De dirigentes ouve-se a afirmativa da impossibilidade de chamar o povo para as ruas para enfrentar o fascismo porque, segundo eles, o povo não vem. Afirma-se que nesta ou naquela categoria, não se pode indicar uma paralisação, uma greve, porque não haverá adesão. E com esta desculpa de “democraticamente” ouvir as massas, se abstêm de apontar a luta, de construí-la, de debatê-la, pois isso geraria um “desconforto coletivo”. Segundo estes dirigentes, as massas repudiam qualquer tipo de movimento de resistência, ou porque estão cansadas, ou porque as veem como partidarização, ou por qualquer outra desculpa que jogue a responsabilidade da inércia sobre elas.

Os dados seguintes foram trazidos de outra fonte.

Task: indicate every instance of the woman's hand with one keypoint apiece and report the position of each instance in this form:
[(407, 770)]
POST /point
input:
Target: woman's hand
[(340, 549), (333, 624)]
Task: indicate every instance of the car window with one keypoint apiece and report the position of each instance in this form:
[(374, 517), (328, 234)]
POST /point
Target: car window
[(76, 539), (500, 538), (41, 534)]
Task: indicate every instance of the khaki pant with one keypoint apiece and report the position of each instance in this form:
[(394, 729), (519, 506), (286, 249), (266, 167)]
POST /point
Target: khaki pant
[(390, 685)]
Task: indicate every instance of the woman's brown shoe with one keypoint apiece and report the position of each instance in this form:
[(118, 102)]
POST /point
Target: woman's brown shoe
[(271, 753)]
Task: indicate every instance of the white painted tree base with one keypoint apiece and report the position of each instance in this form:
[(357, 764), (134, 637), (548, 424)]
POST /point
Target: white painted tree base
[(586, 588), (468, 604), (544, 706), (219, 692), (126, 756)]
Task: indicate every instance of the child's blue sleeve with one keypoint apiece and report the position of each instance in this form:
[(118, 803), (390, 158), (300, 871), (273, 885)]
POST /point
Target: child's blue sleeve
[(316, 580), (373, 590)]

Esta confusão se consolida com o comportamento das direções de “democraticamente” não politizar as massas para não perdê-las. Na política não existe espaços vazios e quando as esquerdas tomam a atitude de não politizar, contribuem diretamente para que as massas assumam posicionamentos antiproletários e fascistas. Como afirmou Lênin no livro “O que fazer?”: “toda diminuição da ideologia socialista, todo distanciamento dela implica o fortalecimento da ideologia burguesa”. Em outras palavras, setores da esquerda, dos movimentos sociais, mesmo que inconscientemente, ou não, têm responsabilidade direta no fortalecimento de ideais fascistas no meio das massas, têm responsabilidade direta nos posicionamentos assumidos por parcelas das massas que criminalizam a esquerda, que criminalizam os sindicatos, as greves, as paralisações, as lutas…

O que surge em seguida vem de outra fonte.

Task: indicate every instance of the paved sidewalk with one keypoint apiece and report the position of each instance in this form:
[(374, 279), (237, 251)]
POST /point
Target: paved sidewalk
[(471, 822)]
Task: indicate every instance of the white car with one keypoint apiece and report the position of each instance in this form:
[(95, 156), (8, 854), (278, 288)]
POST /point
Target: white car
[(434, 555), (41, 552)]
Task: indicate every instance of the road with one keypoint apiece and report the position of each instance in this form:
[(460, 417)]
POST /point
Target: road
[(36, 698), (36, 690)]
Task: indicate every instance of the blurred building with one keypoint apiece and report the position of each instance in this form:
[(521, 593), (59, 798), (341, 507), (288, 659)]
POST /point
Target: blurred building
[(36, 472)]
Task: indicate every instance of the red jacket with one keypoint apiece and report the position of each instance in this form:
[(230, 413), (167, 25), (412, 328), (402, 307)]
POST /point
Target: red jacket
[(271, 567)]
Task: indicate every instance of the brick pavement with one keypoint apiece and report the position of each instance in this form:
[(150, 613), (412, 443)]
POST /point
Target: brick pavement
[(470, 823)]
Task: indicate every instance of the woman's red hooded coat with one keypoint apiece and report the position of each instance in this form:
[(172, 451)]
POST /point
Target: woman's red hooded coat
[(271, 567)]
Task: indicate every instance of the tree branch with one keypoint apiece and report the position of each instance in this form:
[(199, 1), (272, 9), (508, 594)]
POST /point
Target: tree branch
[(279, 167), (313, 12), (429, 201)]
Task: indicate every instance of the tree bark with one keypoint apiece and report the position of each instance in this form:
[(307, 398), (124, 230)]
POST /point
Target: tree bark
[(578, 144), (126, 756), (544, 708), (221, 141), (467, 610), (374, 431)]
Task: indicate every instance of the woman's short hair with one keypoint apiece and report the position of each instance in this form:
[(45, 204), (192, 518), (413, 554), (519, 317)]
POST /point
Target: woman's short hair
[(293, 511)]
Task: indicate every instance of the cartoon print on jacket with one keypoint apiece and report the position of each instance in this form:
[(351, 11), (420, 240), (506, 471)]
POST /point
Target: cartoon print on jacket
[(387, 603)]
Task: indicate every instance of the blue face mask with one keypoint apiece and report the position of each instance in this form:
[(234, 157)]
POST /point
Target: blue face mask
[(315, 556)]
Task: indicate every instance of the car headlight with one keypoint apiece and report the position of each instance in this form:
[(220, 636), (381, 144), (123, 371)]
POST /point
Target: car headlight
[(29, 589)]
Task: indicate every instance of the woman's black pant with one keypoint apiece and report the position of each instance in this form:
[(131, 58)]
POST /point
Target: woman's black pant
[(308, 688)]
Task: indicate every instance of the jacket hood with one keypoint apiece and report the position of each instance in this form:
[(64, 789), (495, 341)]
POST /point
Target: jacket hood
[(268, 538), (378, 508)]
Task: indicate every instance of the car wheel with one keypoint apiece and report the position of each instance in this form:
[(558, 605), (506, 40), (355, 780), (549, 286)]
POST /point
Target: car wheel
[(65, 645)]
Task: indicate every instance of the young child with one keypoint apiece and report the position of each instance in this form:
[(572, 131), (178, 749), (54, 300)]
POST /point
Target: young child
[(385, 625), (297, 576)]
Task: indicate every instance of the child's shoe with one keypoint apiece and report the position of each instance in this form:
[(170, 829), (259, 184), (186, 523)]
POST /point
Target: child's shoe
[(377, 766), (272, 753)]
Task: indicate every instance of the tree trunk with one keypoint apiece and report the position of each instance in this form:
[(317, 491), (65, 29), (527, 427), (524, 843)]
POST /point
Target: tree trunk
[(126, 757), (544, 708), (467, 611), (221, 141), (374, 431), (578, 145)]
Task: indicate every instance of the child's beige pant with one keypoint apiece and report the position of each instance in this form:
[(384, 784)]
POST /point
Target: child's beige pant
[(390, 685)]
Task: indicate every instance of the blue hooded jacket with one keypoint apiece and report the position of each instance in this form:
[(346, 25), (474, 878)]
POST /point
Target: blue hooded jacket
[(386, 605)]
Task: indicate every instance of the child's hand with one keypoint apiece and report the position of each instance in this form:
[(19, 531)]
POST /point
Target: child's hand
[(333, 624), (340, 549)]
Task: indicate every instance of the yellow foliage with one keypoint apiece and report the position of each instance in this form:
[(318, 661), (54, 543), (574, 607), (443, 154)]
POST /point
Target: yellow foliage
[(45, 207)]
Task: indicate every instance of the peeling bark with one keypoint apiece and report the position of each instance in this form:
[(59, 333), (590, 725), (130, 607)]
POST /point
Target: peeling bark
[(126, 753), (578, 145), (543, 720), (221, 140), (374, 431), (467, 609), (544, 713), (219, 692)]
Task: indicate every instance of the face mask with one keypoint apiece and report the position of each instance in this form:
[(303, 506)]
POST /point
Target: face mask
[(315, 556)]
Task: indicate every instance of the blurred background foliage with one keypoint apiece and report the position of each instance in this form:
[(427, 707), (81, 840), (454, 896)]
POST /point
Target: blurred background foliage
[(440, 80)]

Nós comunistas defendemos a unidade. Temos a clareza que a unidade do proletariado e de setores mais amplos, progressistas, democratas, antifascistas, é imprescindível para o avanço da resistência da classe operária. Mas, ao mesmo tempo, sabemos a importância de que esta unidade se dê sobre o jugo da consciência, da politização. Caso contrário, esta dita unidade pode estar a serviço de nossos algozes, pode estar a serviço do fascismo. A unidade e a amplitude são indispensáveis. Mas elas têm que estar a serviço da classe operária, precisam contribuir com o avanço da luta proletária e isso só é possível sob a politização.

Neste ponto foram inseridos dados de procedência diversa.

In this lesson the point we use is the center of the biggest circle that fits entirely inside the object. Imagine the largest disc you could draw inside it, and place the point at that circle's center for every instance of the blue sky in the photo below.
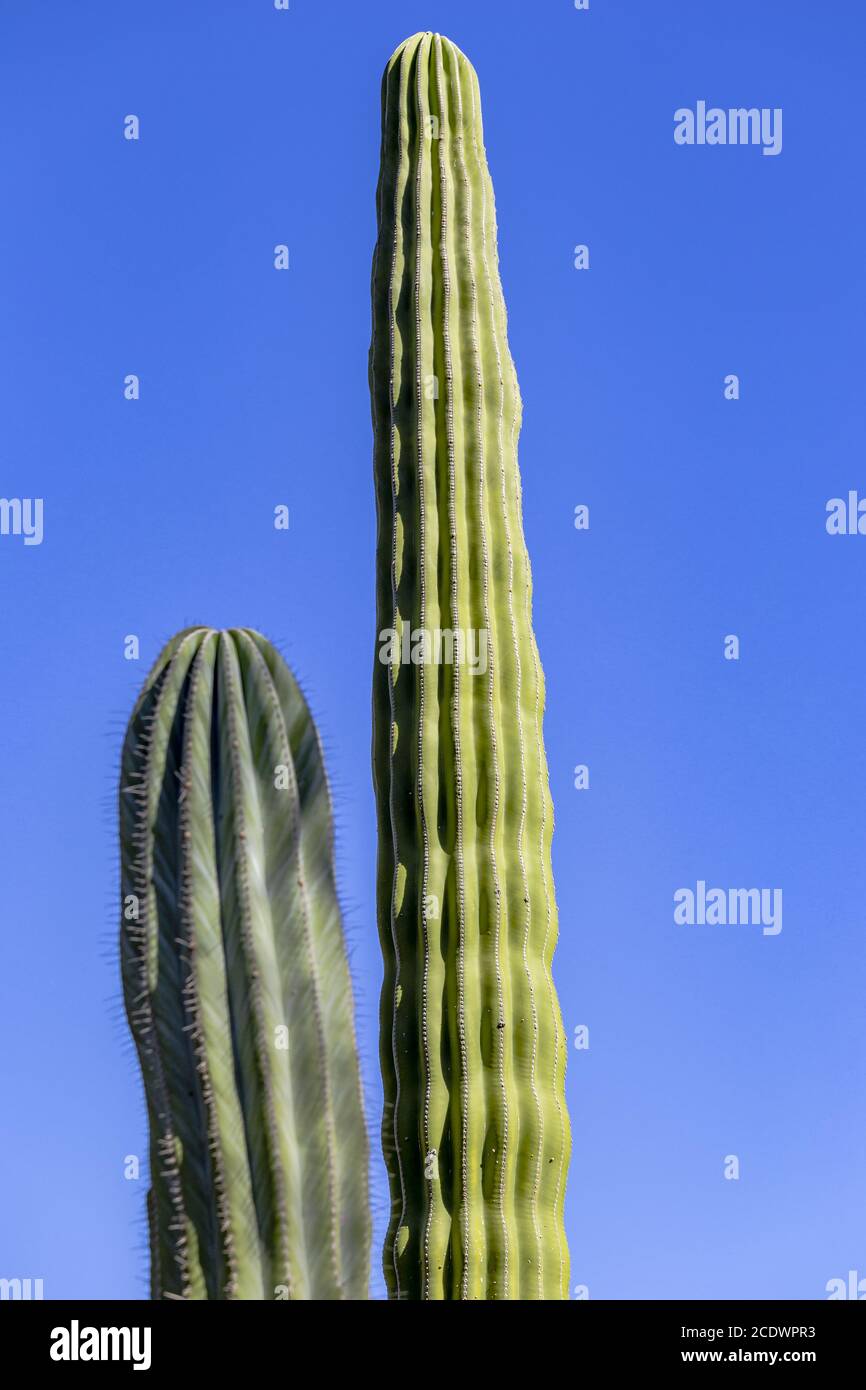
(706, 519)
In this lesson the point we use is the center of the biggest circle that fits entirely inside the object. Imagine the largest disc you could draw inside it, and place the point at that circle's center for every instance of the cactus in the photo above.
(476, 1132)
(237, 983)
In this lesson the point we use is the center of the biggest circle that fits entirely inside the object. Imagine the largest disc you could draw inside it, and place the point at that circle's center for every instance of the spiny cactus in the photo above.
(237, 983)
(473, 1051)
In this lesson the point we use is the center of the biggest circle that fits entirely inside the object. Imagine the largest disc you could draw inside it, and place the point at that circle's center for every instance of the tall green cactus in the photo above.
(237, 983)
(476, 1132)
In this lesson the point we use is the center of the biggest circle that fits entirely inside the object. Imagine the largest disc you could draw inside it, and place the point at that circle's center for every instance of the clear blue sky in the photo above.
(706, 519)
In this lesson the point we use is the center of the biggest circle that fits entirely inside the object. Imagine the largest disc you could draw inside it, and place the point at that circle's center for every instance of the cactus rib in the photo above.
(473, 1052)
(237, 983)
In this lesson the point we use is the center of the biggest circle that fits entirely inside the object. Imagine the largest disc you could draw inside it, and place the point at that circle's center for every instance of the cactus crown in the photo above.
(473, 1052)
(237, 983)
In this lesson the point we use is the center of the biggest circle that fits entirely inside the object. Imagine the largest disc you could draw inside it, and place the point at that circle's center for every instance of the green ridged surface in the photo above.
(237, 983)
(476, 1132)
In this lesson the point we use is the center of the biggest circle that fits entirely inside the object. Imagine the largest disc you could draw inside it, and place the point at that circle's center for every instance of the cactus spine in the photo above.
(237, 983)
(476, 1132)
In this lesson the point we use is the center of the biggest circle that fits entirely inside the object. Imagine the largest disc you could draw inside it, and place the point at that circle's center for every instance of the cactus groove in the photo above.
(237, 983)
(476, 1132)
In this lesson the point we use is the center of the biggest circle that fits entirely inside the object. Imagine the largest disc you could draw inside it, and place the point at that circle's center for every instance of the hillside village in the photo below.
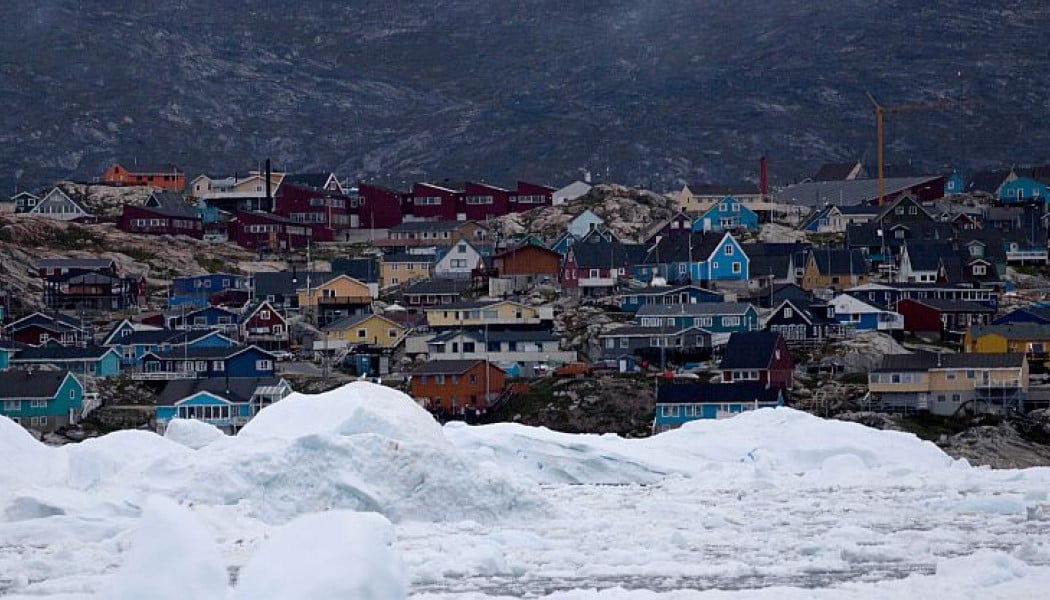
(146, 296)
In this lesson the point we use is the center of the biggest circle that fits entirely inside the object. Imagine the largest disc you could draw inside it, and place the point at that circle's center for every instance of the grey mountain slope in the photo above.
(663, 91)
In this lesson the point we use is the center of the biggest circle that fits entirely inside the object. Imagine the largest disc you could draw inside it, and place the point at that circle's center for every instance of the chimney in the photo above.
(763, 177)
(269, 191)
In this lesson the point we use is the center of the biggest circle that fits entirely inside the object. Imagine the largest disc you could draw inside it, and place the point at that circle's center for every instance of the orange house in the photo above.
(456, 385)
(167, 177)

Uma unidade que não se disponha a enfrentar o fascismo, o imperialismo, que não se proponha a defender as liberdades de forma real e concreta, que não se disponha a defender as organizações de esquerda, a reconhecer na burguesia, no imperialismo, no fascismo seus inimigos, é uma unidade fajuta, uma unidade de forma, mas não de essência. É uma unidade que certamente não terá a mínima força de superar as agressões impostas pela burguesia e seu sistema, que ficará refém da burguesia e, não raras vezes, verá em seus inimigos, equivocadamente, seus heróis.

Abrir mão da consciência, da politização das massas em um quadro tão adverso quanto esse que vivemos, é contribuir de forma dura e decisiva a favor da burguesia, do fascismo, do imperialismo, do capitalismo… É jogar contra o proletariado, contra sua luta de resistência, contra o avanço revolucionário de nossa luta.

Certamente a história cobrará destes que hoje, conscientemente ou inconscientemente jogam em nossas trincheiras a favor do fascismo. Mas isso não basta. Precisamos ter a audácia e a coragem de politizar as massas. Precisamos romper com a concepção que vá a reboque do espontaneísmo, pois se assim não o fizermos, inviabilizamos a luta de resistência e a luta revolucionária.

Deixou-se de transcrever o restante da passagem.